Ivor G. Balding

Personal information
- Born: 23 May 1908 Leicestershire, England
- Died: 20 January 2005 (aged 96) Camden, South Carolina, U.S.
- Occupation: Trainer

Horse racing career
- Sport: Horse racing

Major racing wins
- New York Handicap (1962) Massachusetts Handicap (1966, 1971) Matron Stakes (1966) Edgemere Handicap (1966) Spinaway Stakes (1966) Garden State Stakes (1967) Travers Stakes (1968) Juvenile Stakes (1969) Bed O' Roses Handicap (1970) Demoiselle Stakes (1970) Dixie Stakes (1971)

Racing awards
- Champion trainer at Saratoga Race Course (1966)

Significant horses
- Chompion

= Ivor G. Balding =

British polo player (1908–2005)

Ivor Godfrey Balding (23 May 1908 – 20 January 2005) was a British champion polo player, thoroughbred farm manager and racehorse trainer.

==Biography==
===Breeding farm manager===
Ivor Balding had two brothers who also played polo, Gerald Balding and Barney Balding. He moved to the United States in 1930 where he attended Cornell University. In 1936, he went to work for the Thoroughbred breeding farm of Sonny Whitney in Old Westbury, New York. Three years later Whitney appointed him manager of his key breeding operation in Lexington, Kentucky.

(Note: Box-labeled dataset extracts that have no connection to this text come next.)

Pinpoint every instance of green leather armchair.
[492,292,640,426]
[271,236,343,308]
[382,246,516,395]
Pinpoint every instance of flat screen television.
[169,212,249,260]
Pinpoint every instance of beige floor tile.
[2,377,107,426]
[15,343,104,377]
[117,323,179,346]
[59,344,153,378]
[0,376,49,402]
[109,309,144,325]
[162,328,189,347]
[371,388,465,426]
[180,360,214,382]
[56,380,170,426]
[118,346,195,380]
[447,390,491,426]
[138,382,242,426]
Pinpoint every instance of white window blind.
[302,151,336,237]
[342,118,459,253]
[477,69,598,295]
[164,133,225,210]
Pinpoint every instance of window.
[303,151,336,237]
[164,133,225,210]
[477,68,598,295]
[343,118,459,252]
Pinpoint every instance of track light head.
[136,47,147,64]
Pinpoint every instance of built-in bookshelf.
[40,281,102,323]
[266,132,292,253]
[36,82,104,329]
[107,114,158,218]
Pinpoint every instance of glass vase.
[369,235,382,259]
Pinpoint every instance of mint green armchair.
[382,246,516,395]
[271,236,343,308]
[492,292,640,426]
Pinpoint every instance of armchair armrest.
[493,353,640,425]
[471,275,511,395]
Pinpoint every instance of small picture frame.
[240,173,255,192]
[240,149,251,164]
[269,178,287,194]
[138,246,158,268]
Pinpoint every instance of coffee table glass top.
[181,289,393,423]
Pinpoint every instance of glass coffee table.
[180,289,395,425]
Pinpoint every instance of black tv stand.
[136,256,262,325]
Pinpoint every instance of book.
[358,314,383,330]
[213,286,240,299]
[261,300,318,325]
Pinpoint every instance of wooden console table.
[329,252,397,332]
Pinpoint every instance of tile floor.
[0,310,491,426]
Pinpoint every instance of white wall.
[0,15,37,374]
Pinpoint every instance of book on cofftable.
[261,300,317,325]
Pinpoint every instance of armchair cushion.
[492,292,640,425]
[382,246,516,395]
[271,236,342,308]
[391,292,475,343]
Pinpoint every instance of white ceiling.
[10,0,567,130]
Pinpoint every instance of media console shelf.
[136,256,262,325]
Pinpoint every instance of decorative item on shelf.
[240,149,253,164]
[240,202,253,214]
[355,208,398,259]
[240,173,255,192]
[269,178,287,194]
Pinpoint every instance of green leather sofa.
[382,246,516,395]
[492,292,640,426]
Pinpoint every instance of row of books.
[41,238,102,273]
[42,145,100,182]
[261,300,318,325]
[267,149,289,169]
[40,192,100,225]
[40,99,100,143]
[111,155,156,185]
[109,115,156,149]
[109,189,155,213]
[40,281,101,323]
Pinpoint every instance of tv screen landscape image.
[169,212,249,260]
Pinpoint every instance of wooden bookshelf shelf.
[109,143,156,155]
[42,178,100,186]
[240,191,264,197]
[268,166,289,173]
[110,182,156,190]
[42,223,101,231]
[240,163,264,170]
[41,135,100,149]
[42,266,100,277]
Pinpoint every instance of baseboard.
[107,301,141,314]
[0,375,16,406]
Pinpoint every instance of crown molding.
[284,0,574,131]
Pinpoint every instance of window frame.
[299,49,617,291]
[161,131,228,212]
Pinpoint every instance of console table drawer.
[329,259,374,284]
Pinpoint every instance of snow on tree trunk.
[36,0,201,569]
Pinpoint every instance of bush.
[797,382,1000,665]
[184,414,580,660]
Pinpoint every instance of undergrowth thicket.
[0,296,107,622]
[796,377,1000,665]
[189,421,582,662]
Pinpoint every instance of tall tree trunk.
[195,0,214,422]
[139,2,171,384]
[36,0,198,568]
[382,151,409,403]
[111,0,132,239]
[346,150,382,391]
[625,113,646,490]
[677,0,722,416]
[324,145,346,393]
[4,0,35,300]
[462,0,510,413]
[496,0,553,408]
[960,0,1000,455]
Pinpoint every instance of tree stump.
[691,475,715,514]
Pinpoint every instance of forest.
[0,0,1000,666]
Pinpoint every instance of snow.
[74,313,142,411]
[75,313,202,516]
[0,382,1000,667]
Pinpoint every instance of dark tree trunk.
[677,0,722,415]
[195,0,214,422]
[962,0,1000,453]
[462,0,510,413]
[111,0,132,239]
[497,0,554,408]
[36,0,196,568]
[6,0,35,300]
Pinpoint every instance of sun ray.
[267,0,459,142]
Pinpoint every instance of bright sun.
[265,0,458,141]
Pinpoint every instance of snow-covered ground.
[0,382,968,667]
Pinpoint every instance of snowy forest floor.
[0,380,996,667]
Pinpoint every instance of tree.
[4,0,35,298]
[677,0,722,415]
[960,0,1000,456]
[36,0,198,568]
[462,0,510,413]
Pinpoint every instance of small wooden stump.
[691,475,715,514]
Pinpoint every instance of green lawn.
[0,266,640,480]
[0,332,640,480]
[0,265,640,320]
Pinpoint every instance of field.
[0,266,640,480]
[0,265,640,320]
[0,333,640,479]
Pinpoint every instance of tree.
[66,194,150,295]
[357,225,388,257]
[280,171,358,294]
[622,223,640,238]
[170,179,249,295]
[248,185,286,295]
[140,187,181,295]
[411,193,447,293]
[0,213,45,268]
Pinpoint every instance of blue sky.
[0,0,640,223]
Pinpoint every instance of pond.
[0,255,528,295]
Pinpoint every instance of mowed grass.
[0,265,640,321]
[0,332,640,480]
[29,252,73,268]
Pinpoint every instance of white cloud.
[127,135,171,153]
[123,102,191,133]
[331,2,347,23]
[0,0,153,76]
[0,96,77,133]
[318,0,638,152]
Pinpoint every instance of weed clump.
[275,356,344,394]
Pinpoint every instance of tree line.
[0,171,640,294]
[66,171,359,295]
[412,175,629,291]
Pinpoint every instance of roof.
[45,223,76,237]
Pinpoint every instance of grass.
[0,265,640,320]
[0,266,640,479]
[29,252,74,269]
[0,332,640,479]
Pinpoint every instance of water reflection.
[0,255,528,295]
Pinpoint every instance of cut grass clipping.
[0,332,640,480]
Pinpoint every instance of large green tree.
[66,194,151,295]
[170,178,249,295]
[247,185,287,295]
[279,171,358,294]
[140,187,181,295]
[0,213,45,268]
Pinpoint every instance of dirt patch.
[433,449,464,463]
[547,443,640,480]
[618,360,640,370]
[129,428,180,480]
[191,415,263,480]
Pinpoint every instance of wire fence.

During his tenure in Lexington, Whitney imported Mahmoud from England where he had won the 1936 Epsom Derby. Brought to the United States in 1940, Mahmoud would be the Leading sire in North America in 1946 and the Leading broodmare sire in North America for 1957. Of bloodlines worldwide, Mahmoud was the broodmare sire of Natalma, dam of the Northern Dancer who became a successful sire in the 20th Century and whom the National Thoroughbred Racing Association calls "one of the most influential sires in Thoroughbred history".

===Training career===
From 1961 to 1992, Ivor Balding was the head trainer for Whitney's racing stable during which time he earned the leading trainer title in 1966 at Saratoga Race Course. He died at age 96 in Camden, South Carolina.